L’EQUILIBRIO
Quand les défauts deviennent des forces
Dans un quartier difficile de Naples, un assez jeune prêtre, Don Giuseppe, vient prendre la relève du père Don Antonio, respecté et aimé. Mais derrière la pollution qui ruine la santé des gens, cheval de bataille du vieil homme, c’est une dure réalité sociale qui attend le nouveau curé…
"L’Equilibrio" tient plus du documentaire que de la fiction, dans ses cadres, dans son appareillage, dans sa photo, dans son traitement du son, dans l’écriture de ses personnages, et même dans son style de narration. Mais cet aspect documentaire, qui peut être assez peu rebutant au premier abord, sert le propos du film. En effet, le fait que l’acteur principal manque de charisme, qu’il marche de façon tout sauf crédible, qu’il soit sans cesse à côté de l’émotion et que ses dialogues fassent tout sauf mouche, tous ces défauts en quelques sorte, viennent nourrir la narration de façon surprenante.
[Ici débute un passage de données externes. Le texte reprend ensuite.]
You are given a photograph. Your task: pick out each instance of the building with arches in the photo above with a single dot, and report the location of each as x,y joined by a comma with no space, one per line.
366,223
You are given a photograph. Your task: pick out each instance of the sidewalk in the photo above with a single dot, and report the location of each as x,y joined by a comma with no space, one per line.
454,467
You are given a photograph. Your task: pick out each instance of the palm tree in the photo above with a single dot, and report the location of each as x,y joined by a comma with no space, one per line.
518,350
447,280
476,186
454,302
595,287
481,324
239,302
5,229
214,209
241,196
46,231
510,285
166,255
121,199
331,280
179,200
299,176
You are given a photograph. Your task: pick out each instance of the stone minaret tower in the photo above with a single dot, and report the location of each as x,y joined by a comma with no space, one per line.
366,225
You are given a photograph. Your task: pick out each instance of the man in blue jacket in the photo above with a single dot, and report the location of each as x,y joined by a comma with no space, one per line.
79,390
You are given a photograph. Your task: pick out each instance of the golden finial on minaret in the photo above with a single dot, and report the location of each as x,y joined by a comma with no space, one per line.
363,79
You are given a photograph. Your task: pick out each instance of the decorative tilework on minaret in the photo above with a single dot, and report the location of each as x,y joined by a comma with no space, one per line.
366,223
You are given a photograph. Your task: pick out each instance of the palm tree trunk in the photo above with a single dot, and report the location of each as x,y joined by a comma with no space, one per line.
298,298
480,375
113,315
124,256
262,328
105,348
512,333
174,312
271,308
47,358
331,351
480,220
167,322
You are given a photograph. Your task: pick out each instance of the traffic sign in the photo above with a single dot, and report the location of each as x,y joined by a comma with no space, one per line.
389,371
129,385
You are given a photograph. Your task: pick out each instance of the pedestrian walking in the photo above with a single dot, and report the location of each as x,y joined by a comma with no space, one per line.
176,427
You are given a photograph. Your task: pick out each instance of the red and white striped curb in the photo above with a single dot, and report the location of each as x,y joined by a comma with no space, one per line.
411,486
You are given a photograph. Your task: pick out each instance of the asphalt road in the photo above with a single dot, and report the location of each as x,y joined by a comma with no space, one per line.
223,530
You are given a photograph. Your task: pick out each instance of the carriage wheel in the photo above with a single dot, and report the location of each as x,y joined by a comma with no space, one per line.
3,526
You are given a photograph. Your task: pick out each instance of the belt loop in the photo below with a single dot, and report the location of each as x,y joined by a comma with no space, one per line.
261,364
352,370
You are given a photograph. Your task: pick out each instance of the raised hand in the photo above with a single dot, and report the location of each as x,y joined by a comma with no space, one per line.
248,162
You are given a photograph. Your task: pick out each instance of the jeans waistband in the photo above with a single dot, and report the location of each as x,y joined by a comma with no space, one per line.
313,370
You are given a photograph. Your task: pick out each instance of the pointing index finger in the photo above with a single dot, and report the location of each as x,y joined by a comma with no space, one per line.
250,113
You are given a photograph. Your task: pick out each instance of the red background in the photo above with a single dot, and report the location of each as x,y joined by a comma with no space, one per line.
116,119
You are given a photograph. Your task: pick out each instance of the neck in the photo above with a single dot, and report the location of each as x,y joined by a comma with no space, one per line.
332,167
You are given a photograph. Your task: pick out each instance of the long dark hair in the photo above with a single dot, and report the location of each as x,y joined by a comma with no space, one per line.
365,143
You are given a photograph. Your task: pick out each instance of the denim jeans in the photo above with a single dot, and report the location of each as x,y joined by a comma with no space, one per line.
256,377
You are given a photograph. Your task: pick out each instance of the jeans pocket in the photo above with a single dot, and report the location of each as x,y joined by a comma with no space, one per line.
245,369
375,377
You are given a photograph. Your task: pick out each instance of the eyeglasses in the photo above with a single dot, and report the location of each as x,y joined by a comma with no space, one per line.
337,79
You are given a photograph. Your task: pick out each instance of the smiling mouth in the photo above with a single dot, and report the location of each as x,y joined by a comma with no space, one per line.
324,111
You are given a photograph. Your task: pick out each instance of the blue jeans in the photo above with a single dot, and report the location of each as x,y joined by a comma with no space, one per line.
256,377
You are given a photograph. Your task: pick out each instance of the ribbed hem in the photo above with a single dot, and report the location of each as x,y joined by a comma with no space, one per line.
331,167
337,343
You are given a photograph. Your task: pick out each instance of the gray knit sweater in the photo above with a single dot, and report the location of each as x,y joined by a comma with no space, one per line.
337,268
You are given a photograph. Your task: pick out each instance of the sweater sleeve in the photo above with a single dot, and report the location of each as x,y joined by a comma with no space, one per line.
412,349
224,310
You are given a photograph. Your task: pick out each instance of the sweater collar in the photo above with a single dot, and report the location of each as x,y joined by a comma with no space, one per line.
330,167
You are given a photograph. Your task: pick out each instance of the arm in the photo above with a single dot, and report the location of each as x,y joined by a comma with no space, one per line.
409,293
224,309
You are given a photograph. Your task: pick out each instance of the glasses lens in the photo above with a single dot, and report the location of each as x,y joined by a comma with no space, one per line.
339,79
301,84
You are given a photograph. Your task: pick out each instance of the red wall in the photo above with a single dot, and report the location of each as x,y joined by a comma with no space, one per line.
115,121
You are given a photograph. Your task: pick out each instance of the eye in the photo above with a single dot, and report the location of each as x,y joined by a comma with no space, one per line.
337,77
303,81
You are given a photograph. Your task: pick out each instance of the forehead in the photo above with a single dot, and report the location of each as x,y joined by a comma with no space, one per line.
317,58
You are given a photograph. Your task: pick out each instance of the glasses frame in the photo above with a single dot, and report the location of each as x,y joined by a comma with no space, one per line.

Nourrir la narration, car elle la rend plus humaine, plus incarnée.
En fuyant le cinématographique, trop souvent aujourd'hui associé aux belles images du clip, fortement lumineuses et contrastées, Vincenzo Marra ("La prima luce"), se rapproche du réel, tant et si bien qu’il ne s’en libère que le temps de l’exposition et de la conclusion, qui sont les plus écrites, les plus efficaces. Pour le reste du film, le spectateur est plongé avec Don Giuseppe dans les couleurs et les odeurs de Naples. Dans les intérieurs fades et pauvres des gens qui boivent de l’eau, qui ouvrent des portes, qui s’assoient à des tables. Des gens qui ont des appartements petits et moches, qui sont eux même loins des canons de beauté et dont on ne comprend pas toujours les actions. Des gens qui ont peur et que la peur rend misérables. Des gens qui ne sont pas des héros, qui ne sont pas hauts en couleurs, qui ne voient pas le verre à moitié plein et qui ne font qu’accepter un état de fait pour pouvoir voir le lendemain.
Ce ne sont pas des personnages de cinéma, et pourtant, à la fin, on a du cinéma. Du cinéma parce que dans la vie, aussi, il y a des enjeux. Parce que ce n’est pas parce que la caméra ne montre pas quelque chose de beau qu’il n’y a pas d’émotion. Parce que ce n’est pas parce que le personnage n’expose pas son intériorité que le spectateur ne peut pas d’entrer en empathie avec lui. Parce que justement le singulier, l’imperfection et l’erreur sont si humains, que les voir sur un écran, froids et sans fards, est d’abord déroutant avant de devenir compréhensible. Il faut donc s’accrocher et regarder "L’Equilibrio" jusqu’à la dernière minute, car c’est un film, un vrai, qui pose de vraies questions et qui mène un vrai combat, dans des zones où ni la question, ni le combat n'ont le droit de cité.